ABSTRACT

At altitude, hypoxia immediately triggers carotid body (CB) hypertrophy with new glomus cells, which hypersensitizes the hypoxic ventilatory response (HVR) and mediates much of the time-dependent ventilatory acclimatization to high altitude. This minimizes the reduction in partial pressure of oxygen (PO2) at altitude. Failure to acclimate, at times from ascending to altitude too rapidly, may lead to acute mountain sickness.

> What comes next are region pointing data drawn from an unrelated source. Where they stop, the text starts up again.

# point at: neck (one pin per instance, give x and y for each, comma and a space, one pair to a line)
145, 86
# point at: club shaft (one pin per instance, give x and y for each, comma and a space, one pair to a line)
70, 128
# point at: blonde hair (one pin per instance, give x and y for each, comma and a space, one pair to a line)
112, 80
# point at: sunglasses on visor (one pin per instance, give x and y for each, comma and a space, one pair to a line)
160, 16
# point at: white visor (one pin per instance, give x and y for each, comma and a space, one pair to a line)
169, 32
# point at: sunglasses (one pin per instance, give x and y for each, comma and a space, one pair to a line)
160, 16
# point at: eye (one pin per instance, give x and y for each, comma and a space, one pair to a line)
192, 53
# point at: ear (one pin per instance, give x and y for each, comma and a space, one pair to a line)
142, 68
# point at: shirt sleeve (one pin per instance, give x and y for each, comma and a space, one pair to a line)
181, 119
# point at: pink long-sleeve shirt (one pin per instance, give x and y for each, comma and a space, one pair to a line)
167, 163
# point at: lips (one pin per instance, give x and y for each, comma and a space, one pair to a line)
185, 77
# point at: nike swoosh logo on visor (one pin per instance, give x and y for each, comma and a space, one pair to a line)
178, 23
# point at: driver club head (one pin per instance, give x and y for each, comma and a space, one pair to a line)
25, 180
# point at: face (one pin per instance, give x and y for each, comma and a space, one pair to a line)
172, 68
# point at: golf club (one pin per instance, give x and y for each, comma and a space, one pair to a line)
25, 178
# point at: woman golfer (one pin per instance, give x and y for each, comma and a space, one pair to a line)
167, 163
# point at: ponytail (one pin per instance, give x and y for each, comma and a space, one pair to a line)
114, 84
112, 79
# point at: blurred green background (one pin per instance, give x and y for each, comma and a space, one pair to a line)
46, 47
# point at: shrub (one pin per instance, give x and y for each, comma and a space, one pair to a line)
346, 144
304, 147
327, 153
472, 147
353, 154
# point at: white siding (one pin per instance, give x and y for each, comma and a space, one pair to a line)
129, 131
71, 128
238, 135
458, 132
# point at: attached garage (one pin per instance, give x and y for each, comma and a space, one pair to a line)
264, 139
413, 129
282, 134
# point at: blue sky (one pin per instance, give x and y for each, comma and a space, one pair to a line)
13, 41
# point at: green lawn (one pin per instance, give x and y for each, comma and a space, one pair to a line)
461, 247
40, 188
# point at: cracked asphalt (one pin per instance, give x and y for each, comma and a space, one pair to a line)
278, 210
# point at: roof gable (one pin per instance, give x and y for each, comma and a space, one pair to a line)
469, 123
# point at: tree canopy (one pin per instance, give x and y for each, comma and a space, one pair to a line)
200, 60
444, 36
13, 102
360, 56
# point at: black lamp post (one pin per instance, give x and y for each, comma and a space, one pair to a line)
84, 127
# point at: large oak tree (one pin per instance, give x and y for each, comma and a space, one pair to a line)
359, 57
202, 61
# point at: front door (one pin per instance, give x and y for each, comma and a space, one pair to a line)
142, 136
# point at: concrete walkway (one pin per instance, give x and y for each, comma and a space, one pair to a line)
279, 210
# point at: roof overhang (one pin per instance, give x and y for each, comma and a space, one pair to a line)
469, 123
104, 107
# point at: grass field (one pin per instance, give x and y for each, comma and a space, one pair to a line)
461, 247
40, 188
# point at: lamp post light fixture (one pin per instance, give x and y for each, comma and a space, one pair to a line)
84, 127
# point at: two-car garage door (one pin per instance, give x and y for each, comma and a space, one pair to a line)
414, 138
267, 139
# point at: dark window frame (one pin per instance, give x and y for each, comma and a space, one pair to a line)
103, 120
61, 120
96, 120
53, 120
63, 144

In addition, in hypoxia, the CB increases its response to carbon dioxide (CO2). The increased HVR, and hypercarbic ventilatory response in the hypoxia of altitude immediately increase ventilatory loop gain favoring periodic breathing. Insomnia may result, but also hypertension and other consequences of sympathetic activation are potential results of the intermittent hypoxemia of central sleep apnea (CSA). Supplemental nocturnal oxygen will eliminate periodic breathing. Acetazolamide (ACZ) may help treat both acute mountain sickness and periodic breathing at altitude.

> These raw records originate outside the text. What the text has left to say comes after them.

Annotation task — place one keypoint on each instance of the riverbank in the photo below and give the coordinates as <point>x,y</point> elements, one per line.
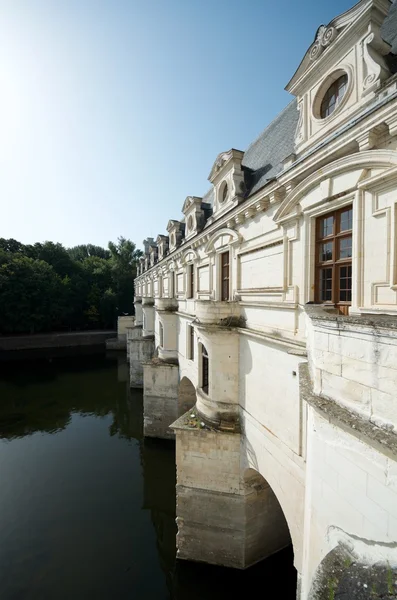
<point>12,346</point>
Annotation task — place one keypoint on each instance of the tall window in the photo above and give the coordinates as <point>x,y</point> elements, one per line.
<point>225,276</point>
<point>173,291</point>
<point>190,283</point>
<point>334,258</point>
<point>190,342</point>
<point>333,96</point>
<point>205,376</point>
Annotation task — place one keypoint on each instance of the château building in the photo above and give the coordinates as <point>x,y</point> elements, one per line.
<point>266,327</point>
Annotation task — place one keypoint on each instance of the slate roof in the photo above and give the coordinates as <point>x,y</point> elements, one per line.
<point>263,158</point>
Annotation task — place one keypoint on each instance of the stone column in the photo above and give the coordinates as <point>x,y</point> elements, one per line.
<point>161,376</point>
<point>226,515</point>
<point>138,311</point>
<point>141,344</point>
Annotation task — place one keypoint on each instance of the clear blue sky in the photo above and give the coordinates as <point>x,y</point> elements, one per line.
<point>113,111</point>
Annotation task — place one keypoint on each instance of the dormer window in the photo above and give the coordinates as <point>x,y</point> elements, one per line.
<point>333,96</point>
<point>225,193</point>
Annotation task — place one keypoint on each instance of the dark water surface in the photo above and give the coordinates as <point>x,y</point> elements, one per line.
<point>87,506</point>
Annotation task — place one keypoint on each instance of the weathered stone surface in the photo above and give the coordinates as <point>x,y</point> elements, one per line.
<point>342,577</point>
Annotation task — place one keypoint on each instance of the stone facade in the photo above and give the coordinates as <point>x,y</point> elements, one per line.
<point>267,320</point>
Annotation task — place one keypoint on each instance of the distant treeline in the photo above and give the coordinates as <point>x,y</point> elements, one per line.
<point>46,287</point>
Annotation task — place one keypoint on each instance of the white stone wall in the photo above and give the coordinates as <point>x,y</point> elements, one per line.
<point>123,323</point>
<point>356,365</point>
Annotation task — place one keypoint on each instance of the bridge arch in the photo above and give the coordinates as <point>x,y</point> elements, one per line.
<point>267,530</point>
<point>186,396</point>
<point>282,474</point>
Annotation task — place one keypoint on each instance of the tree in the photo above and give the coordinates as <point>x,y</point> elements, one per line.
<point>46,287</point>
<point>124,259</point>
<point>84,251</point>
<point>30,295</point>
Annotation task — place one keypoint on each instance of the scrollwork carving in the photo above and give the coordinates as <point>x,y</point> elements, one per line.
<point>325,37</point>
<point>374,65</point>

Patients with obstructive sleep apnea (OSA) traveling to altitude or living at altitude may be affected by central apneas and central hypopneas adding into their mixture of respiratory events and may develop complex sleep apnea on continuous positive airway pressure (CPAP). For complex sleep apnea at altitude, the addition of in line oxygen, or for the traveler, adding ACZ, may be helpful.